Eating disorders span a number of different problems, but the main ones include eating too much, eating too little, and using harmful ways to get rid of calories, such as vomiting or starving yourself. Eating disorders are often characterised by the behaviour of the individual as much as they are by the diet they follow. Girls are 10 times more likely to suffer from anorexia or bulimia than men, but that’s not to say it isn’t common for a man to suffer with an eating disorder. With men, the compulsion to exercise to extremes or build a muscular body to excess are more common signs that starving themselves. The signs are checking your weight obsessively and worrying about it, eating less and less as time goes on, exercising more in order to burn off calories, continuously losing weight even when you’re well below the advised weight for your age and height, smoking or chewing gum to avoid eating, and withdrawing from social interactions which may involve food and eating. In women, menstrual cycles cease, and men stop getting erections or wet dreams. Guilt and shame play a big part in all eating disorders – whether it’s from bingeing and the fear of overeating, or simply through the shame of not being as skinny as you feel you ought to be. There are psychological implications as well, such as trouble sleeping, becoming withdrawn, and avoiding friends and family members.

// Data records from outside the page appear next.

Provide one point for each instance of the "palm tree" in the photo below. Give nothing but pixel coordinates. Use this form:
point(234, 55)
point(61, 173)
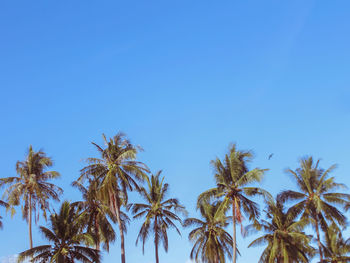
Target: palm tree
point(97, 214)
point(69, 240)
point(232, 177)
point(159, 212)
point(211, 241)
point(283, 234)
point(4, 204)
point(336, 249)
point(32, 187)
point(317, 198)
point(118, 172)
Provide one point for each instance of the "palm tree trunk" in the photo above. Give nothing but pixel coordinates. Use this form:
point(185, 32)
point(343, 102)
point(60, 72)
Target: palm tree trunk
point(318, 239)
point(156, 238)
point(156, 248)
point(97, 228)
point(234, 231)
point(30, 222)
point(117, 210)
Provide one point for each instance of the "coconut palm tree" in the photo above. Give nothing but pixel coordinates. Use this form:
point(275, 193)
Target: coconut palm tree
point(159, 213)
point(97, 214)
point(232, 178)
point(336, 249)
point(118, 172)
point(212, 243)
point(69, 241)
point(317, 200)
point(4, 204)
point(283, 236)
point(31, 187)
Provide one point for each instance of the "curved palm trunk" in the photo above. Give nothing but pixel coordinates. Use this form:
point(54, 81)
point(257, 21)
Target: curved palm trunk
point(234, 232)
point(156, 239)
point(97, 229)
point(30, 222)
point(318, 239)
point(116, 204)
point(156, 248)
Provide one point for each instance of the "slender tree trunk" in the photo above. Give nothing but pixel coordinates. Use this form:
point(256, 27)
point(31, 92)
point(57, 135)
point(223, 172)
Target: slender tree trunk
point(156, 247)
point(318, 239)
point(30, 222)
point(234, 231)
point(156, 241)
point(117, 210)
point(97, 230)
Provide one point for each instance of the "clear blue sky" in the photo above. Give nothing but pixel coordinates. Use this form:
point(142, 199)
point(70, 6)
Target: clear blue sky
point(181, 78)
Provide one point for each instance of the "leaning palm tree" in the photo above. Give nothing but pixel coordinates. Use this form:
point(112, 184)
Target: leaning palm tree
point(212, 243)
point(4, 204)
point(317, 200)
point(117, 172)
point(283, 235)
point(232, 178)
point(31, 187)
point(70, 242)
point(159, 212)
point(336, 249)
point(97, 215)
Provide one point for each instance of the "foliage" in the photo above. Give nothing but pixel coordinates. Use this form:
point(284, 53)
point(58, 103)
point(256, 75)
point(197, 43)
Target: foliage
point(159, 212)
point(117, 172)
point(211, 241)
point(70, 243)
point(232, 178)
point(31, 187)
point(317, 200)
point(284, 237)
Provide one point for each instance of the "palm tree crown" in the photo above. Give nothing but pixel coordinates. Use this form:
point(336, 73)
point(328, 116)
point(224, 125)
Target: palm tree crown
point(32, 186)
point(97, 214)
point(286, 242)
point(212, 243)
point(158, 211)
point(232, 178)
point(69, 240)
point(117, 172)
point(336, 249)
point(317, 200)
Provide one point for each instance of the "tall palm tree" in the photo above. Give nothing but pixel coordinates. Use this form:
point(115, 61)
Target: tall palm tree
point(283, 236)
point(212, 243)
point(232, 178)
point(118, 172)
point(32, 187)
point(317, 200)
point(336, 249)
point(159, 212)
point(4, 204)
point(97, 214)
point(70, 243)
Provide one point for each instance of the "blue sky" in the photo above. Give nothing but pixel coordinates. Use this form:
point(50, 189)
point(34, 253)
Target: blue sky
point(183, 79)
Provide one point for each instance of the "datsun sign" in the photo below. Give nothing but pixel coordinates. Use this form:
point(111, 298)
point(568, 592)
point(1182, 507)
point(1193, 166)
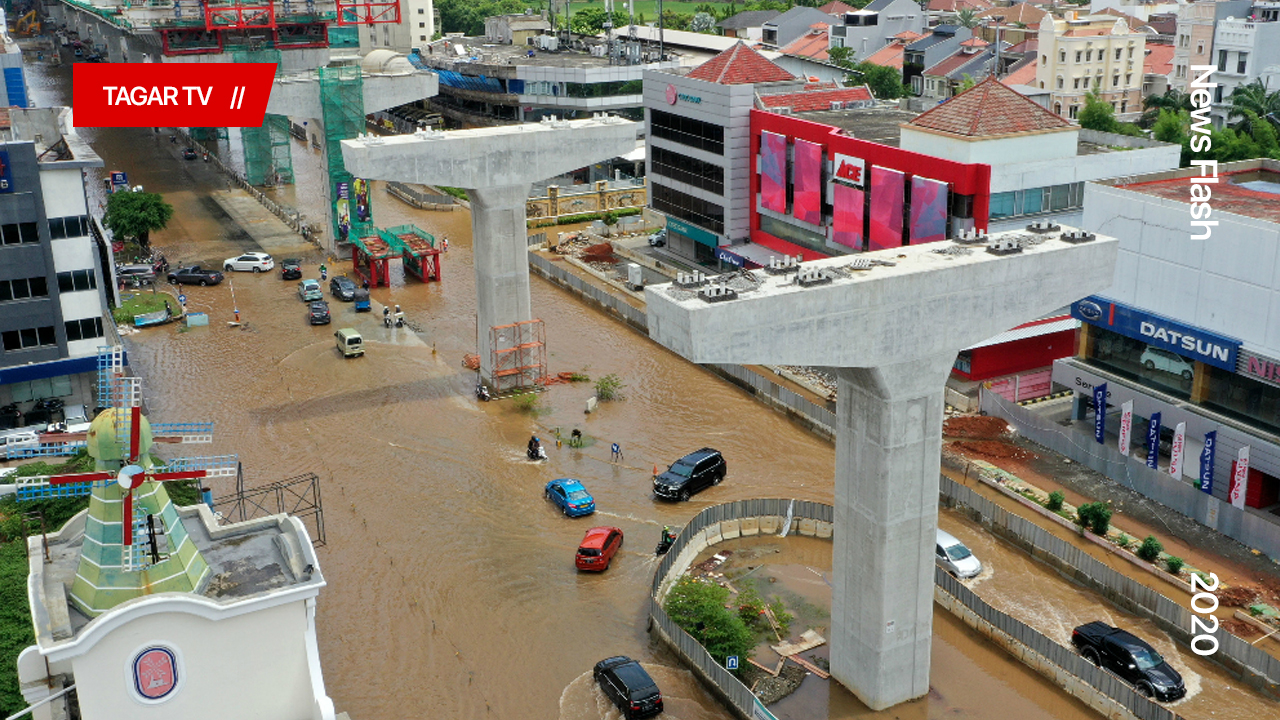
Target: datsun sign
point(1159, 332)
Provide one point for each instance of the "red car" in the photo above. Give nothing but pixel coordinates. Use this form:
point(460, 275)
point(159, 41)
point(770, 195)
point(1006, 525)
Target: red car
point(598, 548)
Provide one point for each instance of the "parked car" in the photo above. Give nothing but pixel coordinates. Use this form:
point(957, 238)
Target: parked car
point(597, 550)
point(1157, 359)
point(1129, 657)
point(250, 261)
point(310, 290)
point(291, 269)
point(318, 314)
point(690, 474)
point(195, 274)
point(136, 276)
point(343, 288)
point(350, 342)
point(629, 687)
point(955, 557)
point(571, 497)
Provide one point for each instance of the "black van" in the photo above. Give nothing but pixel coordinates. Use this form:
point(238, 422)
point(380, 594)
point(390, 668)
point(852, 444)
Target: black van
point(629, 687)
point(690, 474)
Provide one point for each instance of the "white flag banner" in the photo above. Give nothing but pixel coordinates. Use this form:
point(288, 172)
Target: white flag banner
point(1240, 478)
point(1125, 427)
point(1175, 454)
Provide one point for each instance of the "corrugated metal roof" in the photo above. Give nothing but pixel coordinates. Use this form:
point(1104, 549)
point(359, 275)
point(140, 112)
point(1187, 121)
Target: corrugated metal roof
point(1031, 329)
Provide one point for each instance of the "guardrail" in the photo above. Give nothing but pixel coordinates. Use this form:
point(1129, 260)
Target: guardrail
point(1171, 616)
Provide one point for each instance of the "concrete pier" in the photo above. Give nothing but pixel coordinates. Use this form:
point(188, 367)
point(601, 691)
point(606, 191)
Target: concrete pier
point(496, 167)
point(892, 328)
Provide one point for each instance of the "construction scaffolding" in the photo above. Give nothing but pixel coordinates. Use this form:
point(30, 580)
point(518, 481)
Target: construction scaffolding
point(342, 105)
point(519, 356)
point(417, 249)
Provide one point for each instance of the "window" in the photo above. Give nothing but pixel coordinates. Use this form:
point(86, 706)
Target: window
point(23, 288)
point(28, 338)
point(87, 328)
point(688, 131)
point(76, 281)
point(686, 169)
point(14, 233)
point(689, 208)
point(71, 226)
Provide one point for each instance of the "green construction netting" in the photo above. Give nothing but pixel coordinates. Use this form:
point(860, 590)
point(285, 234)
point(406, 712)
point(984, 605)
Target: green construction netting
point(342, 105)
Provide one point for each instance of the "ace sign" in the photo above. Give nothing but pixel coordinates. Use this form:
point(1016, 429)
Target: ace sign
point(850, 171)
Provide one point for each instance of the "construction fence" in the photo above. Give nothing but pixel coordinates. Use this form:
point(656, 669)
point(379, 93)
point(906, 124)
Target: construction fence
point(1252, 664)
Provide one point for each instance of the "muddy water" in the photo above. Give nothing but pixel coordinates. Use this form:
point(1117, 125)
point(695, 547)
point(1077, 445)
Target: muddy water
point(451, 589)
point(1038, 596)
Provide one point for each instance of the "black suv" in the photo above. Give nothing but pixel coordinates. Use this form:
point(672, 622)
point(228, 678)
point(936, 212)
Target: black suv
point(629, 687)
point(1129, 657)
point(690, 474)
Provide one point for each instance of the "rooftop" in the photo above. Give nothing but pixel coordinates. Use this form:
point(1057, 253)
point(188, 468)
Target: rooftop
point(740, 65)
point(1248, 187)
point(874, 124)
point(990, 109)
point(245, 560)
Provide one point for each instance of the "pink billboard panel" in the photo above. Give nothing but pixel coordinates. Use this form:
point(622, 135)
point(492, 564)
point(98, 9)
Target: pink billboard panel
point(886, 226)
point(846, 226)
point(928, 210)
point(807, 182)
point(773, 172)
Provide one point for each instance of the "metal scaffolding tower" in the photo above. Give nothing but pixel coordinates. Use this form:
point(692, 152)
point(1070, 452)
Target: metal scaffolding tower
point(342, 103)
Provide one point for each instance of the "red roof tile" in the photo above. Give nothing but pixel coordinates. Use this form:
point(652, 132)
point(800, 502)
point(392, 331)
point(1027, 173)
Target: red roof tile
point(1159, 60)
point(812, 44)
point(817, 100)
point(739, 65)
point(988, 109)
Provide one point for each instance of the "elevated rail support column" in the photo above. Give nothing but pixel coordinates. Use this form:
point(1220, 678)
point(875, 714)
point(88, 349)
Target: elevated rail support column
point(502, 265)
point(888, 424)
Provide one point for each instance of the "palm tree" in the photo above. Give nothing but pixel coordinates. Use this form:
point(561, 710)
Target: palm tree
point(1256, 99)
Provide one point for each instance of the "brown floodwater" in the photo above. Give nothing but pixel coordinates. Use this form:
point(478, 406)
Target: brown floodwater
point(452, 591)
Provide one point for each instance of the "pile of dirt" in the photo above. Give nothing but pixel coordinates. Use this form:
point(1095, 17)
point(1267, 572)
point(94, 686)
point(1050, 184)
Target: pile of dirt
point(1238, 596)
point(981, 427)
point(1240, 629)
point(992, 449)
point(772, 689)
point(602, 253)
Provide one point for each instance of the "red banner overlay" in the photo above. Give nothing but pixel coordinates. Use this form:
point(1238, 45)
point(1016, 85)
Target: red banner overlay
point(124, 95)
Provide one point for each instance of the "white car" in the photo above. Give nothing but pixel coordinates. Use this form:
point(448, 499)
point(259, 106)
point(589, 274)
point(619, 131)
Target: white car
point(255, 261)
point(955, 557)
point(1157, 359)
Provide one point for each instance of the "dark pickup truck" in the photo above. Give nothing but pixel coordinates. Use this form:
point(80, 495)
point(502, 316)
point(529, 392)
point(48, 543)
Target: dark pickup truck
point(1129, 657)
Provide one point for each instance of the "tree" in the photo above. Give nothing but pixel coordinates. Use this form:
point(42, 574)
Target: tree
point(136, 215)
point(699, 609)
point(1252, 101)
point(1097, 113)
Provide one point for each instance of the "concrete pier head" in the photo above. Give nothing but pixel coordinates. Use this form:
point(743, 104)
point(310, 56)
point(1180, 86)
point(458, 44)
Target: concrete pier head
point(496, 167)
point(892, 329)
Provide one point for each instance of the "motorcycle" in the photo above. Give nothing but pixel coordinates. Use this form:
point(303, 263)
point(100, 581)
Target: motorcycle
point(668, 538)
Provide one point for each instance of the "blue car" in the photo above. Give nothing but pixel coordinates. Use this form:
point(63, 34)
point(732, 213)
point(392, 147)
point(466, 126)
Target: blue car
point(571, 496)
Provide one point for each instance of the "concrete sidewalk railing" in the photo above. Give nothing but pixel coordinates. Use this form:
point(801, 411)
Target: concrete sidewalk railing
point(814, 417)
point(1253, 665)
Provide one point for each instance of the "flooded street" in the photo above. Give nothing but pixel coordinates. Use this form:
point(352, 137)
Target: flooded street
point(452, 591)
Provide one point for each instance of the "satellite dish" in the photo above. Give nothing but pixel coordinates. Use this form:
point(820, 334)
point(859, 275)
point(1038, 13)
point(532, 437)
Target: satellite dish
point(124, 478)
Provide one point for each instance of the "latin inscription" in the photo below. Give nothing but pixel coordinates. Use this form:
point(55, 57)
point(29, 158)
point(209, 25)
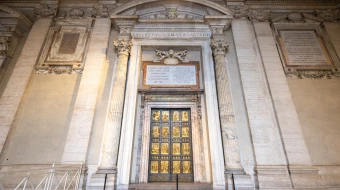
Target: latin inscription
point(170, 75)
point(69, 43)
point(303, 48)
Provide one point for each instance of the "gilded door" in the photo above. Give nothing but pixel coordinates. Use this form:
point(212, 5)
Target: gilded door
point(170, 145)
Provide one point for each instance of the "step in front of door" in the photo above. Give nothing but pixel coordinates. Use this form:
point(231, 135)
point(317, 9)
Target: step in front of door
point(171, 186)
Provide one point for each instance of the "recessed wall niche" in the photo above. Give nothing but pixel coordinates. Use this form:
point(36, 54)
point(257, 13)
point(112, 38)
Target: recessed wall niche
point(65, 47)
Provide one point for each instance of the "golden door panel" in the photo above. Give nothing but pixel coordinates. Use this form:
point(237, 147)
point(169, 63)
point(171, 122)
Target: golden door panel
point(170, 146)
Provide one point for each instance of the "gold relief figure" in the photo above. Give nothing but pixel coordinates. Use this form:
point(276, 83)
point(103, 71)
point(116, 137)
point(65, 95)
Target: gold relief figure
point(176, 148)
point(185, 116)
point(175, 132)
point(156, 116)
point(186, 148)
point(165, 148)
point(186, 167)
point(165, 131)
point(165, 116)
point(164, 166)
point(185, 131)
point(155, 131)
point(154, 148)
point(154, 166)
point(175, 116)
point(176, 167)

There are ways to try and improve your condition. For example, you can attempt to stick to regular mealtimes in order to ensure you have a regular stream of nutrients and food each day. You should also set yourself tiny but achievable goals, such as sitting at the breakfast table and drinking a glass of water if you can’t face eating breakfast initially – you can then build on these until you begin eating meals again. It’s also important to be honest with your friends, family and teachers, as they will be able to help you through it. Don’t weigh yourself more than once a week, as this encourages an obsessive attitude, and don’t spend time analysing your body in the mirror – this will make your symptoms worse.